Il legame tra paesaggio e architettura viene comunemente definito dal concetto di megastruttura, o per lo meno questo è il primo messaggio che si percepisce aprendo il volume Landform Buildings e scorrendone le pagine. Ma questo stretto rapporto ha subito rapidi cambiamenti dell'ultimo decennio, dal punto di vista biologico a quello geologico; il desiderio di realizzare un'architettura coerente oggi si arricchisce di riferimenti al paesaggio. Oggi, come sottolinea Stan Allen, una tendenza parallela guarda non alla biologia delle singole specie ma al comportamento collettivo dei sistemi ecologici in quanto modello della città, degli edifici e del paesaggio: "L'architettura si colloca tra biologia e geologia: più lenta della vita ma più veloce della geologia sottostante".
Il punto di partenza di questo nuovo modo di leggere l'architettura si colloca all'inizio degli anni Novanta, quando il configurarsi di un'"urbanistica del paesaggio" si focalizzò su sperimentazioni di piegatura, di manipolazione delle superfici e di creazione di terreni artificiali. Per lo più queste strategie sono collegate con progetti d'avanguardia degli anni Sessanta, come la Città portaerei nel paesaggio di Hans Hollein oppure Transplantation I di Raimund Abraham; un momento in cui le proposte dell'architettura comprendevano di per sé la trasformazione del paesaggio, come spiega bene Erwin Rommel (citato da Marida Talamona): "Qualunque opera d'architettura, prima di essere un oggetto, è una trasformazione del paesaggio".

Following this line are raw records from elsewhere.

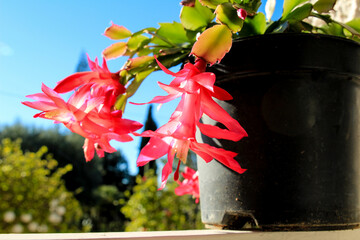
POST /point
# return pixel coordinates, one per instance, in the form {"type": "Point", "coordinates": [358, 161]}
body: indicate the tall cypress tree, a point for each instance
{"type": "Point", "coordinates": [149, 125]}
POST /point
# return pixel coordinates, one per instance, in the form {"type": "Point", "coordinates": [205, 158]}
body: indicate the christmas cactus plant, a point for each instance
{"type": "Point", "coordinates": [203, 36]}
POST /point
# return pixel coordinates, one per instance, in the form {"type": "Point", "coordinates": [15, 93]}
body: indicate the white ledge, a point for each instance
{"type": "Point", "coordinates": [192, 234]}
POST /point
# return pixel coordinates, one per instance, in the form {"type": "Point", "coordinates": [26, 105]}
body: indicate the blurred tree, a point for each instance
{"type": "Point", "coordinates": [66, 148]}
{"type": "Point", "coordinates": [33, 195]}
{"type": "Point", "coordinates": [153, 210]}
{"type": "Point", "coordinates": [150, 124]}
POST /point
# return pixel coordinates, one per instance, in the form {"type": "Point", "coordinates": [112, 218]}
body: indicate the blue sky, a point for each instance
{"type": "Point", "coordinates": [41, 41]}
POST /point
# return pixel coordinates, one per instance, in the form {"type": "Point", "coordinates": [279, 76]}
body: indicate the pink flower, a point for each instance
{"type": "Point", "coordinates": [89, 111]}
{"type": "Point", "coordinates": [190, 184]}
{"type": "Point", "coordinates": [242, 13]}
{"type": "Point", "coordinates": [196, 89]}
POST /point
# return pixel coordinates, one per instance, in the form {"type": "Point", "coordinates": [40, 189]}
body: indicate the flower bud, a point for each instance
{"type": "Point", "coordinates": [242, 13]}
{"type": "Point", "coordinates": [9, 216]}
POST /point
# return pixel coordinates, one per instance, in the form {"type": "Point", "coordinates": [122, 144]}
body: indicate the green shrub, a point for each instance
{"type": "Point", "coordinates": [33, 197]}
{"type": "Point", "coordinates": [153, 210]}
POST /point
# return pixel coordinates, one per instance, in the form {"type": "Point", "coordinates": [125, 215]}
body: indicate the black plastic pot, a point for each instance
{"type": "Point", "coordinates": [298, 97]}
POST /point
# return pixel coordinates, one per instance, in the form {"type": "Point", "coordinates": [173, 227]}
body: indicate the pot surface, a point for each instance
{"type": "Point", "coordinates": [298, 98]}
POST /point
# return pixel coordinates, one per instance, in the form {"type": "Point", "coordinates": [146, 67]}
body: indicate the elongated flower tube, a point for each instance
{"type": "Point", "coordinates": [190, 184]}
{"type": "Point", "coordinates": [196, 89]}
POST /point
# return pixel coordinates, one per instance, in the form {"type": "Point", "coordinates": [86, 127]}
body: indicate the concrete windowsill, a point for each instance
{"type": "Point", "coordinates": [192, 234]}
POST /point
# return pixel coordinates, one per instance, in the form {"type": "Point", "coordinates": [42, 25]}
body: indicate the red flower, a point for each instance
{"type": "Point", "coordinates": [190, 184]}
{"type": "Point", "coordinates": [89, 111]}
{"type": "Point", "coordinates": [196, 89]}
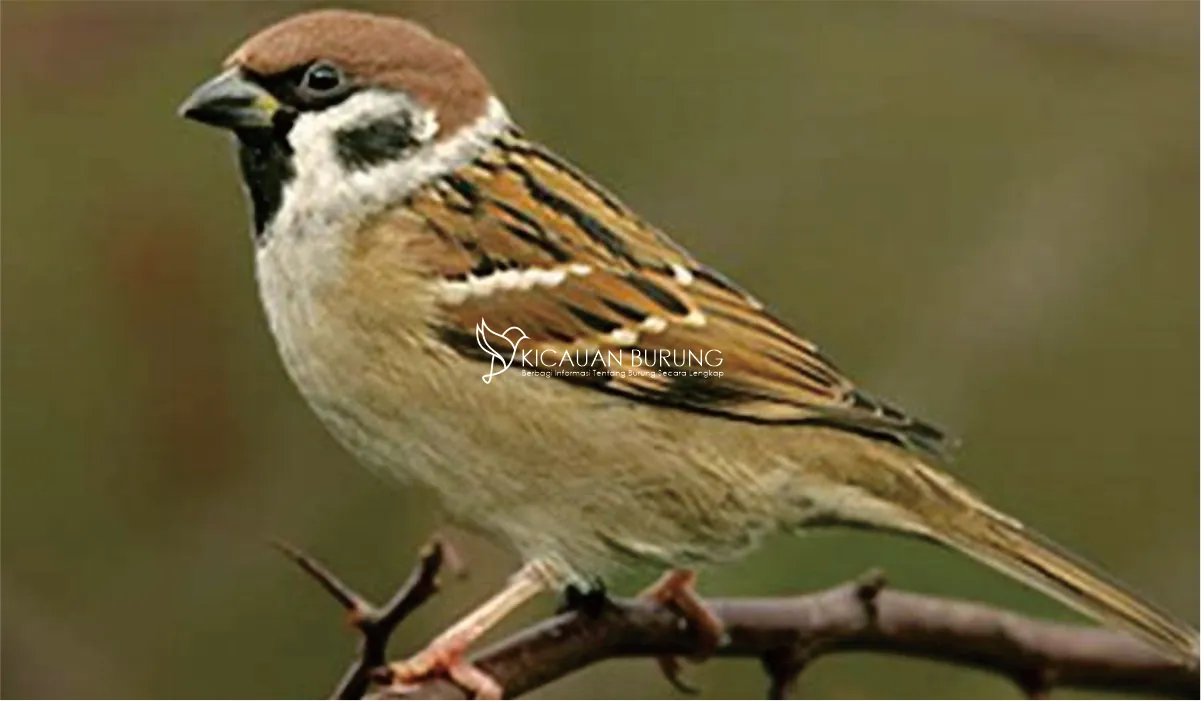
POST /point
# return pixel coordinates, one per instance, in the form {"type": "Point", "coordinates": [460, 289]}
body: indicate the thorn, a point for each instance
{"type": "Point", "coordinates": [346, 597]}
{"type": "Point", "coordinates": [591, 601]}
{"type": "Point", "coordinates": [1035, 683]}
{"type": "Point", "coordinates": [867, 588]}
{"type": "Point", "coordinates": [673, 670]}
{"type": "Point", "coordinates": [783, 666]}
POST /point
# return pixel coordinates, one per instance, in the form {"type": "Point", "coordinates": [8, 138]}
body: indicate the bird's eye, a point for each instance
{"type": "Point", "coordinates": [321, 79]}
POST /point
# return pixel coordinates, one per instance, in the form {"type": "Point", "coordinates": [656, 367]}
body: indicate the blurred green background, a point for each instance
{"type": "Point", "coordinates": [986, 211]}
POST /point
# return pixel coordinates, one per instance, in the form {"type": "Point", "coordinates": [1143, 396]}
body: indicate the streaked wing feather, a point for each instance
{"type": "Point", "coordinates": [523, 239]}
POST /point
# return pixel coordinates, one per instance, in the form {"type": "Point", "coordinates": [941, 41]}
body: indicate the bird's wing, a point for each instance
{"type": "Point", "coordinates": [523, 239]}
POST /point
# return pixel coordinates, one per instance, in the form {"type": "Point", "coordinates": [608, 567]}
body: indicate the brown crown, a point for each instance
{"type": "Point", "coordinates": [377, 51]}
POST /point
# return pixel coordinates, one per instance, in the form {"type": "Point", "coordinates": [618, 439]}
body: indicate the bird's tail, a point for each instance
{"type": "Point", "coordinates": [1027, 556]}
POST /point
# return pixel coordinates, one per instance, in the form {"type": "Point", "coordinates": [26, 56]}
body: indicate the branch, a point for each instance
{"type": "Point", "coordinates": [786, 634]}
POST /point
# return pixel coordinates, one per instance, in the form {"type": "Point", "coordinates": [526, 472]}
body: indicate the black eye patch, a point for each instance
{"type": "Point", "coordinates": [374, 143]}
{"type": "Point", "coordinates": [294, 87]}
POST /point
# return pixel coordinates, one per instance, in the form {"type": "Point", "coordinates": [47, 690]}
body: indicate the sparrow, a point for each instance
{"type": "Point", "coordinates": [398, 209]}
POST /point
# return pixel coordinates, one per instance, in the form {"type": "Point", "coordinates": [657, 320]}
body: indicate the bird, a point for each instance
{"type": "Point", "coordinates": [483, 333]}
{"type": "Point", "coordinates": [396, 208]}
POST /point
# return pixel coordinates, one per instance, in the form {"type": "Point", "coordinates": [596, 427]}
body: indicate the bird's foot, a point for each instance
{"type": "Point", "coordinates": [675, 591]}
{"type": "Point", "coordinates": [446, 657]}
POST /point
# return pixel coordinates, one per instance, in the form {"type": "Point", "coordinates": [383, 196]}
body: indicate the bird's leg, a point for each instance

1. Landform Building, Architecture's New Terrain, convegno della Princeton University School of Architecture
2. Thinking big. Conversazione di John Rajchman con Rem Koolhaas
3. Michael Jakob, On Mountains, Scalable and Unscalable, ms.
4. Reyner Banham, Scenes in America Deserta, MIT Press, 1989.
5. Fumihiko Maki, Investigations in Collective Form, 1964
6. Kenneth Frampton, Megaform As Urban Landscape, University of Michigan, 1999.